55th of Winter, 516 AV, on a beach within shouting distance away from Port Silence, just behind noon:
He had grown up in a city filled with men who scorned sorcery, a city that taught him to fear everything that this island he was now trapped on represented, to hate even the small bit of magic that his adoptive parents had passed onto him. Yet Sunberth had also taught him to adapt in order to survive. And right now, he was no longer surrounded by narrow-minded drunkards who dreaded that which they couldn't understand. Sunberth was a month of perilous sail away, and he was to live among sorcerers and their ilk for as long as a chance to depart the island without risking his life arrives... He was already prepared to accept the fact that such a chance might not present itself to begin with. And so Ein would adapt, he would take up the sorcery he was taught as a child again, for here, on an island ruled by warlocks, their monstrous creations, and gods know what else, a display of magic power would easily be a means of attaining respect, and not being looked upon as a potential lab rat, and of course, a convenient means of defending himself.

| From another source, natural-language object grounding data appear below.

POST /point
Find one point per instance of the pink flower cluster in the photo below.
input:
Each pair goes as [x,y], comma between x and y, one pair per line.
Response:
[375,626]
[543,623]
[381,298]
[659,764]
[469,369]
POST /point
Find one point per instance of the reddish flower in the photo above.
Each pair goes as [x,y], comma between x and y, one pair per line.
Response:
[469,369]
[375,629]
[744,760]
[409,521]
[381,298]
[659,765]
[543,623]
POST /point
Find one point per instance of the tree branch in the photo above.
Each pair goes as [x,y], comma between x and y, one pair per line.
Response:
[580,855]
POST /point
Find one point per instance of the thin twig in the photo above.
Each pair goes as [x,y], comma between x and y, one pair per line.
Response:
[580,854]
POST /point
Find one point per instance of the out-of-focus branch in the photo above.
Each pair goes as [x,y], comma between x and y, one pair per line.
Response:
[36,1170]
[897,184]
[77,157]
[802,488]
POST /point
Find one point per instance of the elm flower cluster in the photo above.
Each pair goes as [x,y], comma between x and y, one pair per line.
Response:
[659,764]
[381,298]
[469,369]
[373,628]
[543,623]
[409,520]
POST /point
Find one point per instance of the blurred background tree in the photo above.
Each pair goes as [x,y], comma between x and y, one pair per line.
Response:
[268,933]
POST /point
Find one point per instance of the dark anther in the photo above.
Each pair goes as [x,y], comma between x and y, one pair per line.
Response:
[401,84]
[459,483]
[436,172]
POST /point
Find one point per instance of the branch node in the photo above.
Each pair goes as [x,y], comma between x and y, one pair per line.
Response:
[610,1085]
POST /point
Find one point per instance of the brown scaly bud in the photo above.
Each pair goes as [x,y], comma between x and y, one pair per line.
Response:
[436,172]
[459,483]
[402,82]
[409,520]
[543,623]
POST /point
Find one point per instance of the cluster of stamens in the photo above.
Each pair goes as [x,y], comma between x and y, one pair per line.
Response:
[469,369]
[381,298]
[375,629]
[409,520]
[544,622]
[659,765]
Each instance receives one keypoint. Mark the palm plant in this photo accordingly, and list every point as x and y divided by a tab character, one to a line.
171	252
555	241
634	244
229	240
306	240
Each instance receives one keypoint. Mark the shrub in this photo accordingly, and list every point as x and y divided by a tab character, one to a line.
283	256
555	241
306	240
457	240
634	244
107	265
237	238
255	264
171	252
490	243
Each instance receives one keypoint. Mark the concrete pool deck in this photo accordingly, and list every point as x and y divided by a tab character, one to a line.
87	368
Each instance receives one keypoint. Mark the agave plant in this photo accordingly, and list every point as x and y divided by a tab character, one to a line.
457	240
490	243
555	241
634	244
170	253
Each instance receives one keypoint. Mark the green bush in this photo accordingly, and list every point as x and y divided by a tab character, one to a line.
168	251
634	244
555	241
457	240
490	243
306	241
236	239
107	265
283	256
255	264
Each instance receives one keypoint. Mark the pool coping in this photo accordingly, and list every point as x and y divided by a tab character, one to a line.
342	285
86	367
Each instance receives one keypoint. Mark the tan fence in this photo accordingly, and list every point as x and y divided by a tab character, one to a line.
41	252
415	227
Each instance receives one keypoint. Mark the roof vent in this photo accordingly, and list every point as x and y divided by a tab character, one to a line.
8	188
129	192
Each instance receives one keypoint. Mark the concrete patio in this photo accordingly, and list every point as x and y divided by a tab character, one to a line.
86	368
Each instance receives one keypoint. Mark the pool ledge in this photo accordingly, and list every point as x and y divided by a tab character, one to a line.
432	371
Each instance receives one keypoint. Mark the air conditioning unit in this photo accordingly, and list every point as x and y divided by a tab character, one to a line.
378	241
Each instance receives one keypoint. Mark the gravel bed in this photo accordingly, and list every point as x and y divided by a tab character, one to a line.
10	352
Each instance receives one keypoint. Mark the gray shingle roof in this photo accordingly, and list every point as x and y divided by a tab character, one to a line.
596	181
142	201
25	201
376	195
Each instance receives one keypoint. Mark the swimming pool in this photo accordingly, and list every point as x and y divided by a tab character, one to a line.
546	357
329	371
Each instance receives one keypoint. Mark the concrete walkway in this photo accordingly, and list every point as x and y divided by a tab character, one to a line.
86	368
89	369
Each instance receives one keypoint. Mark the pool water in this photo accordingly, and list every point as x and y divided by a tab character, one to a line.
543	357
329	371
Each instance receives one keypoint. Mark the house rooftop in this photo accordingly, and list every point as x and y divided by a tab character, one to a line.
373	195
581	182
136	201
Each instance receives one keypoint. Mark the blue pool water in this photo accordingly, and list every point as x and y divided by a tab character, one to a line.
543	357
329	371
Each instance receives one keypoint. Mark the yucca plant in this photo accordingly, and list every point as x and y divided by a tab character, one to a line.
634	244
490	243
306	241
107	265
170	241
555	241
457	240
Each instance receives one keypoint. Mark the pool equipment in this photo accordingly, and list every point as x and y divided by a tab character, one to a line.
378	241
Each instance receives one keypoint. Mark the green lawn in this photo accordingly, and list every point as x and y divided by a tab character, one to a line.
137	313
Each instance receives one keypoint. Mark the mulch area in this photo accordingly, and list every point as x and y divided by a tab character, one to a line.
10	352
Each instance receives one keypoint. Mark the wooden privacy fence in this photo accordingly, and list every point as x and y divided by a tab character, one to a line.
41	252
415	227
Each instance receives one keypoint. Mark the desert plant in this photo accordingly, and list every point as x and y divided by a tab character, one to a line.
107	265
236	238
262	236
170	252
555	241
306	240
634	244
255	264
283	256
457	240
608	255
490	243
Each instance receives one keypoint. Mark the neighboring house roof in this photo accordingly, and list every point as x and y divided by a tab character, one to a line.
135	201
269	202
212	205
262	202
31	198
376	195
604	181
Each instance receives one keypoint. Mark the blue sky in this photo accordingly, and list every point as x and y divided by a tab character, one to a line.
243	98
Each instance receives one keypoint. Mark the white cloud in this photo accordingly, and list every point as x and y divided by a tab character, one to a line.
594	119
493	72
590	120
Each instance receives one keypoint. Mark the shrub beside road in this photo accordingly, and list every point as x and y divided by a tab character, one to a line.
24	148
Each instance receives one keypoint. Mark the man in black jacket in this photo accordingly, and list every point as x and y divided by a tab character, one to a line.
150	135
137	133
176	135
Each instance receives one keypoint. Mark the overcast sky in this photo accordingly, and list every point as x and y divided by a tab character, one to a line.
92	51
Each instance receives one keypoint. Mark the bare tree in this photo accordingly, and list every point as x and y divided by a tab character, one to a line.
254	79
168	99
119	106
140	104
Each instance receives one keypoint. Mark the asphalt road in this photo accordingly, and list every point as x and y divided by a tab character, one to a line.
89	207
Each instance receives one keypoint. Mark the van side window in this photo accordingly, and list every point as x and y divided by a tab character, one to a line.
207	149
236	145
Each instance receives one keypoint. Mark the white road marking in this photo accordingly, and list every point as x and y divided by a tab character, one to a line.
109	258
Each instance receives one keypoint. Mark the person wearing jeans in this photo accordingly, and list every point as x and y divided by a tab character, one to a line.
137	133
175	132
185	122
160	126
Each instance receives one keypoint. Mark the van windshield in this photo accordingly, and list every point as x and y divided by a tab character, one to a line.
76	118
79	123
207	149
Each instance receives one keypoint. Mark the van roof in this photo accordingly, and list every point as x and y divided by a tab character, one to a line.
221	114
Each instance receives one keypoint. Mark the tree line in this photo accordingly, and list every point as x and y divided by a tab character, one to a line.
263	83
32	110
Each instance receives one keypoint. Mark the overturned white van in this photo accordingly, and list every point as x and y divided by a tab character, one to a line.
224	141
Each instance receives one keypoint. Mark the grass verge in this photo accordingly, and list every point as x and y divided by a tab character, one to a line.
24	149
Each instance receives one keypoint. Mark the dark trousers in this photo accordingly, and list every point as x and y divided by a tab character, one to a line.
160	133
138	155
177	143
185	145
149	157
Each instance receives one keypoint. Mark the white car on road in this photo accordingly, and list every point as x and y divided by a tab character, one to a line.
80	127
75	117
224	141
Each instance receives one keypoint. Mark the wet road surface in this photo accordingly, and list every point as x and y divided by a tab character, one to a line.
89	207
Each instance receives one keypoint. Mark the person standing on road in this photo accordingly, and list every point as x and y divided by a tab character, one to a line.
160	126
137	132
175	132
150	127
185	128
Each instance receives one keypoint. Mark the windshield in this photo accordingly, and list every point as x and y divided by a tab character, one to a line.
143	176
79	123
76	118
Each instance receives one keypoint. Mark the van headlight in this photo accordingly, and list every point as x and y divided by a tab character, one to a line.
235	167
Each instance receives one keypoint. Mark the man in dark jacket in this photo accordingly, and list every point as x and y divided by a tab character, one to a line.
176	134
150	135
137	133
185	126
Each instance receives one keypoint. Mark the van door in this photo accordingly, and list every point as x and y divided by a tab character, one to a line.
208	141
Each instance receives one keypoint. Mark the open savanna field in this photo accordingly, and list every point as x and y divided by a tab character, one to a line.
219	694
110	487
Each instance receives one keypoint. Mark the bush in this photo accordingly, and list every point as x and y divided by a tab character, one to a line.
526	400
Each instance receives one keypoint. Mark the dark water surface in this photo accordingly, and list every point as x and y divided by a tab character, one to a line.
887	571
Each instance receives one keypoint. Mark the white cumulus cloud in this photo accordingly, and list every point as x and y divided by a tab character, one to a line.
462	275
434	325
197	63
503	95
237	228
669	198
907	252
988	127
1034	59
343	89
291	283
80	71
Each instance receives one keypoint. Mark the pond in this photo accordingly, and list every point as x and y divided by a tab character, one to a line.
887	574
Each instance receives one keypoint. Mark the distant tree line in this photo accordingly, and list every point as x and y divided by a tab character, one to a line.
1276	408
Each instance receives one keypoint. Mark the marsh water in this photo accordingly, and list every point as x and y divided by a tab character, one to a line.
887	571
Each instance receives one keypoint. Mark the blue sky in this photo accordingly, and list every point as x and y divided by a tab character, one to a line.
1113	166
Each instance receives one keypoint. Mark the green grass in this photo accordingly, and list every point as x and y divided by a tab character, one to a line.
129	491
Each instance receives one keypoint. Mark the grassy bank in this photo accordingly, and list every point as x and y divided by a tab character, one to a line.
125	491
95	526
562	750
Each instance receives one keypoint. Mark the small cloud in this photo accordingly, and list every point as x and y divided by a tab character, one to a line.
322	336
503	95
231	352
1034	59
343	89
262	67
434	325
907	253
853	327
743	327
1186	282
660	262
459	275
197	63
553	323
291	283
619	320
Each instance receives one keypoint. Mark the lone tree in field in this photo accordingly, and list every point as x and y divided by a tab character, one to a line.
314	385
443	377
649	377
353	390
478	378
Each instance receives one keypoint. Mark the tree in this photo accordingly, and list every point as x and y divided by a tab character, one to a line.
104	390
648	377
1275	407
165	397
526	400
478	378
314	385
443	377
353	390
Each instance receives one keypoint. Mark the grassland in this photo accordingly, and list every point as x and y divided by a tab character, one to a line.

He had brought with him half a dozen wooden beams, about eight and some feet long each, their upper halves wrapped with thick rope, to the beach. Those were some building materials he conveniently 'found' in an old, somewhat rundown storage shack in the port that he didn't imagine any of the talking tin cans will be missing, else they wouldn't have let a decade of dust settle across the things. He'd taken a tidbit of time to set the beams up, making them into six sturdy dummies, set up into a zigzag formation across the thickest patch of sand he found, about four feet between each of them, with just under six feet sticking out of the ground. He'd chosen this beach within spiting distance of the port for one simple reason, safety, as he hardly imagined any of those colossal black birds and hell knows what else to come here looking for food in the form of a succulent, twenty two year old human. And above that, any self-important prick of a wizard who might go about mocking him for his soon to be poor display of skill with sorcery was less likely to happen by here than three feet outside the fortress walls.
Before he'd begin with the dummies, however, Ein sat himself down for a while. It had been years since he had last used Flux, and he never achieved anything remotely impressive within the discipline to begin with. So he sat and did his best to recall the simple meditation through which he first came to be able to use the sorcery. Minutes later he was able to faintly grasp the flow of Djed throughout his body, and, concentrating as to not to lose the vague trails of energy from mind's sight, attempted to stand up and move.